Women and Healthcare Providers Should Have the Final Say on Mammogram Schedules
Komen Renews Concern over Task Force Proposal to Raise Routine Mammography Age
DALLAS – Jan. 11, 2016 – The leader of the world’s largest breast cancer organization says women and their doctors should be the final decision-makers when it comes to breast cancer screening, and that screening tests, if recommended by a healthcare provider, should be covered by insurers and government regardless of a woman’s age.
The comments from Susan G. Komen President and CEO Dr. Judy Salerno came in response to U.S. Preventive Services Task Force (USPSTF) recommendations, issued today, that would raise the recommended age for the start of routine mammograms from 40 to 50 for women of average risk. USPSTF issued similar recommendations in 2009.

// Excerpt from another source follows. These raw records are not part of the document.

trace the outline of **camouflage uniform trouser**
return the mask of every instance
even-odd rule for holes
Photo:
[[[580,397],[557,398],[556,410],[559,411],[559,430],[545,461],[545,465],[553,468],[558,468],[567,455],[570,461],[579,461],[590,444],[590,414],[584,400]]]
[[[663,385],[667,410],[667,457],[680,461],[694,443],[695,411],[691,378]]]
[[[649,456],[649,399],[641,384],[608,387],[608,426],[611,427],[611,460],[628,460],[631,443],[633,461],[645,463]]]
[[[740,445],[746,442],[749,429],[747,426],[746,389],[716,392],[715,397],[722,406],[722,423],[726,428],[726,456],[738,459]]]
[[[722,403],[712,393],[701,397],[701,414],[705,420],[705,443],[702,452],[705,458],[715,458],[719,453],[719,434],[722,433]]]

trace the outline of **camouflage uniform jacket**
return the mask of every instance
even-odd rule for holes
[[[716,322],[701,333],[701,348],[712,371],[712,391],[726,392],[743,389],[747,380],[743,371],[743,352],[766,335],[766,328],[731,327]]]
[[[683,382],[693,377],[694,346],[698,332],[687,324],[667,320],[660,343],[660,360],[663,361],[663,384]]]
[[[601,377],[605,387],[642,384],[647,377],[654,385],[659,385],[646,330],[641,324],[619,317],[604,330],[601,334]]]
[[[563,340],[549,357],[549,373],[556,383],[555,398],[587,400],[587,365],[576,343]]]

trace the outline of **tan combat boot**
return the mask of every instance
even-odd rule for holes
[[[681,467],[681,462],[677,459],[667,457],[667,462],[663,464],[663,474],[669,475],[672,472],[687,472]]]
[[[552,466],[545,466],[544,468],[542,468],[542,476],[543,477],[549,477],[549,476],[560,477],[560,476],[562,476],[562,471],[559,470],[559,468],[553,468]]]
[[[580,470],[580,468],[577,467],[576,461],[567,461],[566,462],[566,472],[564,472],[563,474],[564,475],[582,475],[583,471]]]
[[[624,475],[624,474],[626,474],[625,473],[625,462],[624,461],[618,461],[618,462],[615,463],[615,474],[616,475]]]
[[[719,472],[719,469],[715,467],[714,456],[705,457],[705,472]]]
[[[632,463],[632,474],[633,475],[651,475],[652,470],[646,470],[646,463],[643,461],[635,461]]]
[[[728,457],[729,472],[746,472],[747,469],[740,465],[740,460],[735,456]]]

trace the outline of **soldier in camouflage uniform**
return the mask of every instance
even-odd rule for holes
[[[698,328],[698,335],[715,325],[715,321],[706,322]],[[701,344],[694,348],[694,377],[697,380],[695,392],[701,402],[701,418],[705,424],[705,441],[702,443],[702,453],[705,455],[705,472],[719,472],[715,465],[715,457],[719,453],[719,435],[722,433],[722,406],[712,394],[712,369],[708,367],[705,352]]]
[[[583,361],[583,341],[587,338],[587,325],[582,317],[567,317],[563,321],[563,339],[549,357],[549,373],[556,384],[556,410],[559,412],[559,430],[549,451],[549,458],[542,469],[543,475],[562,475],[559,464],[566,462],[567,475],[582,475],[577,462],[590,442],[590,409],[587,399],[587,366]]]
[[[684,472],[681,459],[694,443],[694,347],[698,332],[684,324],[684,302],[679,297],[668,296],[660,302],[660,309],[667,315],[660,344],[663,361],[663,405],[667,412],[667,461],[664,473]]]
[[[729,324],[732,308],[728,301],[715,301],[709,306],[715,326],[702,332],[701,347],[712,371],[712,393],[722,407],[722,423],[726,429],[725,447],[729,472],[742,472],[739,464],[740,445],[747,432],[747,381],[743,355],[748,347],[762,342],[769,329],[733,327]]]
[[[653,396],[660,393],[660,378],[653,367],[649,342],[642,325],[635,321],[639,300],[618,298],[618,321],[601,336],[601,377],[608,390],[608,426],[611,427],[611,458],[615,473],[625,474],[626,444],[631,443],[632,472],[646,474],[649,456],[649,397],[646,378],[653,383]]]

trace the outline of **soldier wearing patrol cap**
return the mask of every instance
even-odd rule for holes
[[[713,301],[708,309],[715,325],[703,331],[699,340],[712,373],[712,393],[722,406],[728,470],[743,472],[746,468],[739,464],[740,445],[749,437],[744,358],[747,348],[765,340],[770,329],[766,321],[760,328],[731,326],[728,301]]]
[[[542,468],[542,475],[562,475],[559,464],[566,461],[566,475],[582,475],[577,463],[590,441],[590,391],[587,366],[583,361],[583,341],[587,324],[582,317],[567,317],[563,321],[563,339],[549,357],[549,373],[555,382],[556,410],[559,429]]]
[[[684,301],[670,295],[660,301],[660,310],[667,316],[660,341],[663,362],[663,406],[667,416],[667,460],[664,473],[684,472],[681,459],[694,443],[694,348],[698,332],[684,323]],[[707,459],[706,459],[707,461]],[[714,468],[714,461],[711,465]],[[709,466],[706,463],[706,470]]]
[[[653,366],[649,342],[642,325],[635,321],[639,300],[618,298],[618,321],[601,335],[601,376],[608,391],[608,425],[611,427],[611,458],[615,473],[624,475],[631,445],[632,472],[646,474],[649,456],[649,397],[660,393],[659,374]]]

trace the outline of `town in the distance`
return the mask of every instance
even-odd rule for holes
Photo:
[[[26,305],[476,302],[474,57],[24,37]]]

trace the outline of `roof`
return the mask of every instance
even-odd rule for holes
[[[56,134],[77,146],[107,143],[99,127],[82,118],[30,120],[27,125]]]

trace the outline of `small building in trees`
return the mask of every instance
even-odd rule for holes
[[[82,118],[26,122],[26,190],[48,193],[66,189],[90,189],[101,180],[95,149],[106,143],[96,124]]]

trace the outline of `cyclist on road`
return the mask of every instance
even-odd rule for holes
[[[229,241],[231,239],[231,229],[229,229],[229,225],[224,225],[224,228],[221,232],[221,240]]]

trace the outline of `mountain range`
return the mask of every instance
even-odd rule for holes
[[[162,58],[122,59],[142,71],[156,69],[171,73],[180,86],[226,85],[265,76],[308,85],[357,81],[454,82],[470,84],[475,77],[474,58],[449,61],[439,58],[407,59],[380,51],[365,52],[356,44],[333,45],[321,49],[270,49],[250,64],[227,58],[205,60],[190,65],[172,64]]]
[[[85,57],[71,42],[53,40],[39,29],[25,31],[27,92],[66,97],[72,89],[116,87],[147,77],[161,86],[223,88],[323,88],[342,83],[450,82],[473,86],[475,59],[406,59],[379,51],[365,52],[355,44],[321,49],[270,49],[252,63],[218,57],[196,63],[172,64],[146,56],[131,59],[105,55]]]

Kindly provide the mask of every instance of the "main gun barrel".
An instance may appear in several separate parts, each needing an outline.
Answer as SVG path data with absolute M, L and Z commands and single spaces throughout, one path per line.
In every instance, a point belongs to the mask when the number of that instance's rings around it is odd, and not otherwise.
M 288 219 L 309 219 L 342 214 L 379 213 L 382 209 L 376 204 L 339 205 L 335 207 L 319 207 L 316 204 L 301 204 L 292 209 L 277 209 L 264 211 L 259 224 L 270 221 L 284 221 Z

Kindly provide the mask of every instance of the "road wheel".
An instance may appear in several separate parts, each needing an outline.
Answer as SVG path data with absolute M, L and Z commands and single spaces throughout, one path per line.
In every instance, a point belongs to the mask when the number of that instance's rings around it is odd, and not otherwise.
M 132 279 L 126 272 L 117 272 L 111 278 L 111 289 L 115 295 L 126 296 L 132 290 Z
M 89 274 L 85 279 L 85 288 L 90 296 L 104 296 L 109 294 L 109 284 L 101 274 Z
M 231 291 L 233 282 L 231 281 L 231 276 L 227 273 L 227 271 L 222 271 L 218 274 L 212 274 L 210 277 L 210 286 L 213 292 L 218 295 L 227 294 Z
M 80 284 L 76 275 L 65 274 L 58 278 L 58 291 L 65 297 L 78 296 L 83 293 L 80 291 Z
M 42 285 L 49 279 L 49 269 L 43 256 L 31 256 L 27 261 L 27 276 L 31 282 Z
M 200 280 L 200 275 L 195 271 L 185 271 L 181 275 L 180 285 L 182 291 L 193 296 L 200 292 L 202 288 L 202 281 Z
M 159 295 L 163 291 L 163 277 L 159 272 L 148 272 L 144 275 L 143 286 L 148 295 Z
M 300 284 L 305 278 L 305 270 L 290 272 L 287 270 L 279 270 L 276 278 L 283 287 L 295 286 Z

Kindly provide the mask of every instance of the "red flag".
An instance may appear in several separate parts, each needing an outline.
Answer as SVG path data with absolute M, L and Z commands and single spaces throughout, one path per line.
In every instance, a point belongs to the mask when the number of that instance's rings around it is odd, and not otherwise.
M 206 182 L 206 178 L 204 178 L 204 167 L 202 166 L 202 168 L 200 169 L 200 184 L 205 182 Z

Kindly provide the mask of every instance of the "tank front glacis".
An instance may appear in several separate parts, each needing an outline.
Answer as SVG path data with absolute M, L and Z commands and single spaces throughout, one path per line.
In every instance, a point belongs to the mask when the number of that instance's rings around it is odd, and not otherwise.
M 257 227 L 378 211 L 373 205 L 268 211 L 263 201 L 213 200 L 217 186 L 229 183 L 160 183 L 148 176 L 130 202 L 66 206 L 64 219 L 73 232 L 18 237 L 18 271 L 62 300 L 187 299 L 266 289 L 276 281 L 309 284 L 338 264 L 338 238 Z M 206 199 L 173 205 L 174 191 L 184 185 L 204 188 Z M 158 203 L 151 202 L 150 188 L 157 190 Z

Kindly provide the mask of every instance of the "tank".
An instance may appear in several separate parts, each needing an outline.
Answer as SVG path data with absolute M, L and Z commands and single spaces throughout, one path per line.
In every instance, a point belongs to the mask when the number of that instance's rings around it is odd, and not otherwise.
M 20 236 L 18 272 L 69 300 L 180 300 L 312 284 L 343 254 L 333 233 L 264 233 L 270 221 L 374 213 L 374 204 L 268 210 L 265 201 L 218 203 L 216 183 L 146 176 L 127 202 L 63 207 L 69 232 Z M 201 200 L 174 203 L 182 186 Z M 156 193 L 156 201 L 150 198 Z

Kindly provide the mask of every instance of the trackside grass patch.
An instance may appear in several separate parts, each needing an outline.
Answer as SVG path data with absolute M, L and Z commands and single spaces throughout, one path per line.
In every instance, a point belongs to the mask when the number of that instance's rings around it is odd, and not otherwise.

These latest recommendations would not be implemented immediately due to a two-year moratorium imposed by Congress.
Nevertheless, Salerno said Komen is concerned that these recommendations could effectively bar access to screenings for millions of women under 50 because third party payers often use USPSTF recommendations to decide whether they will pay for certain tests.
“A lack of coverage would be most harshly felt in high-risk and underserved populations,” she said, “African-American women, for example, are often diagnosed at younger ages with aggressive forms of breast cancer – and die of breast cancer at rates over 40 percent higher than white women. Screening at younger ages is a critical tool for these women.”
“The medical field is moving toward determining individual needs for screening based on a woman’s risk,” she said. “Rather than establishing higher age-based standards that create potential barriers to care, women should be able to make informed decisions about breast cancer screening, develop a schedule that is right for them with their healthcare provider, and be assured that the screenings they need will be paid for.”
Salerno encouraged increased investment in research to develop better screening tools. Komen has funded more than $33 million to find more precise early detection methods such as blood and tissue tests. “Until those are available, mammograms are the most widely available and cost effective test that we have, and women and their healthcare providers should have access to them,” she said. Information about breast cancer risk is available on komen.org.